Without cohesive senior executive support and employee engagement, CR efforts would fail at nearly every organization. The lack of these components is a missed opportunity for employers, as stated in a recent report issued by the Center for Creative Leadership (www.ccl.org), which confirms that corporate responsibility programs are linked to how committed an employee is to an employer.
It is therefore crucial to engage and communicate with employees regarding CR initiatives and plans. At ProLogis, we take both a top-down and a bottom-up approach to CR, which has helped us gain the internal support needed to grow our program.
For example, at the highest level of our organization, on the board of trustees, we created a corporate responsibility committee. Three members preside on this committee and take an active role in setting the CR strategy, establishing company goals and benchmarking performance.
We also have a chief sustainability officer, who, at the executive level, makes decisions related to our day-to-day CR programs and manages our in-house CR team. This team comprises dedicated associates whose primary focus is on managing our programs and furthering ProLogis' corporate responsibility efforts.

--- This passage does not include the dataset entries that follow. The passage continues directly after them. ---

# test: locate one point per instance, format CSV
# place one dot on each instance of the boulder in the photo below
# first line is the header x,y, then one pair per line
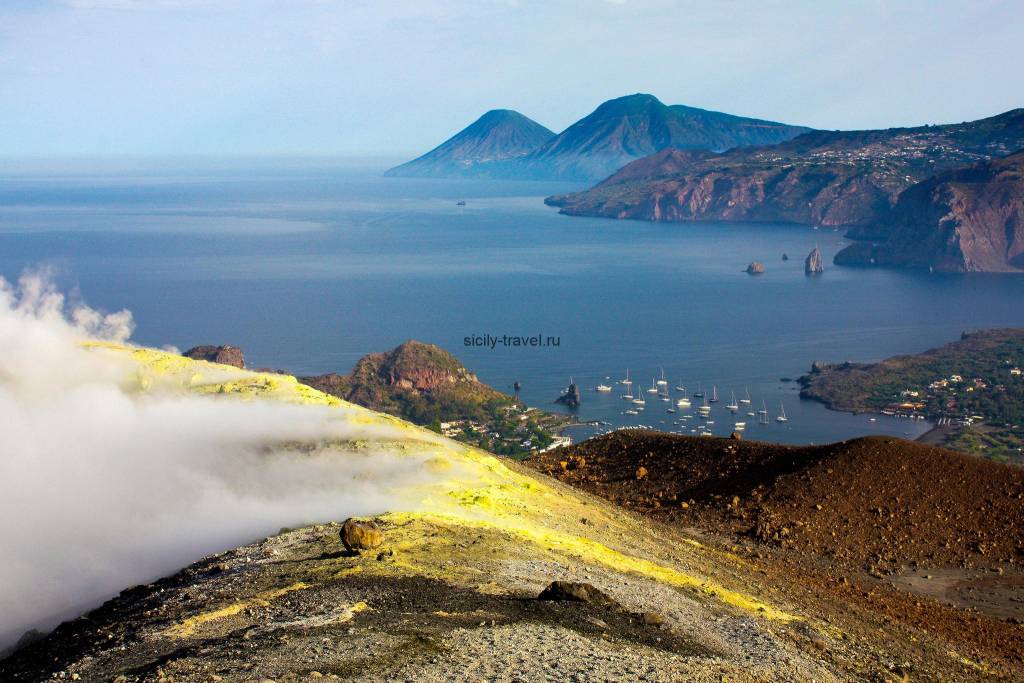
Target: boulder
x,y
357,536
569,591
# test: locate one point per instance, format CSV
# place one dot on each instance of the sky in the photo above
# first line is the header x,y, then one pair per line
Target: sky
x,y
393,78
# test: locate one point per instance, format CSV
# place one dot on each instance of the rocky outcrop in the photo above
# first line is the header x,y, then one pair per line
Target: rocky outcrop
x,y
570,591
225,355
357,536
849,178
570,397
969,220
813,263
417,381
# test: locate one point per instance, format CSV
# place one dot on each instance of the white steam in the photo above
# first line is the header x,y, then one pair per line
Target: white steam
x,y
101,488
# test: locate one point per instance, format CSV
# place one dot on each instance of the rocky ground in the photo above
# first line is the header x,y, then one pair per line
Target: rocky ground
x,y
920,539
701,584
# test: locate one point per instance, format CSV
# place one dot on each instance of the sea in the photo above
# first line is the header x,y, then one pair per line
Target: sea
x,y
308,264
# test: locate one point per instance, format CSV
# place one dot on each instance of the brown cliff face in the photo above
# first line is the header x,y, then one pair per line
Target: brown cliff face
x,y
970,220
847,178
225,355
417,381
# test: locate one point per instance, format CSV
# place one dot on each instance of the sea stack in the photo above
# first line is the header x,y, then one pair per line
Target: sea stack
x,y
813,264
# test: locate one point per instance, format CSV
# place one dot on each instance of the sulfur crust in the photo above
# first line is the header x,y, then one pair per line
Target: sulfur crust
x,y
477,489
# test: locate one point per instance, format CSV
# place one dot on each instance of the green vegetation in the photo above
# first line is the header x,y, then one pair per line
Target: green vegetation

For instance, we have a vice president of corporate responsibility who manages all aspects of our CR program, including tracking and managing ProLogis' carbon footprint, coordinating our community engagement efforts and managing our Corporate Responsibility Champion program.
We developed this program to tap into our employees' energy and ideas at a grass-roots level. It involved identifying one person in each of our more than 100 offices worldwide to volunteer to help further the company's CR efforts on a local level. Specifically, this includes minimizing each individual field office's impact on the environment and contributing to the local communities in which we operate.
These CR Champions create a network that helps us to elevate awareness of corporate responsibility within the company, improve corporate responsibility-related communication and reduce the impact of our operations on the environment.
By addressing CR at all levels of the organization, we have begun to integrate a CR ethic into all that we do. Our employees care about our program, and they are instrumental in moving it forward. Considering our experience with this structure, we would highly recommend that the first steps taken to create a CR program should be to establish a strong, internal structure.
There are many ways in which a company can communicate its CR efforts externally, and these efforts greatly help to establish credibility as a good corporate citizen.
One popular method is to issue an annual report that gives updates on the progress of a business' CR efforts. In most cases, reports are published in accordance with standards set by the Global Reporting Initiative, meaning they are also qualified by a third party. ProLogis has completed GRI reports each year since 2007, and we believe that this process has helped us to document and formalize our CR program.
In addition to a GRI report, we communicate regularly about our progress via our website, press releases and at conferences and meetings. This has helped to enhance the transparency of our efforts with our employees and external shareholder groups.
If implemented strategically, companies have tremendous potential to spread positive influence in remarkable ways. I strongly believe that CR efforts are here for the long run. Stakeholders will increasingly evaluate companies based on their CR programs, and these programs will become even more tightly woven into corporations' business structure.
Now is the time for businesses to actively engage and implement programs that will last a lifetime.
Sarah Martinez is vice president, corporate responsibility, for
ProLogis, the world's largest owner of warehouses and distribution properties.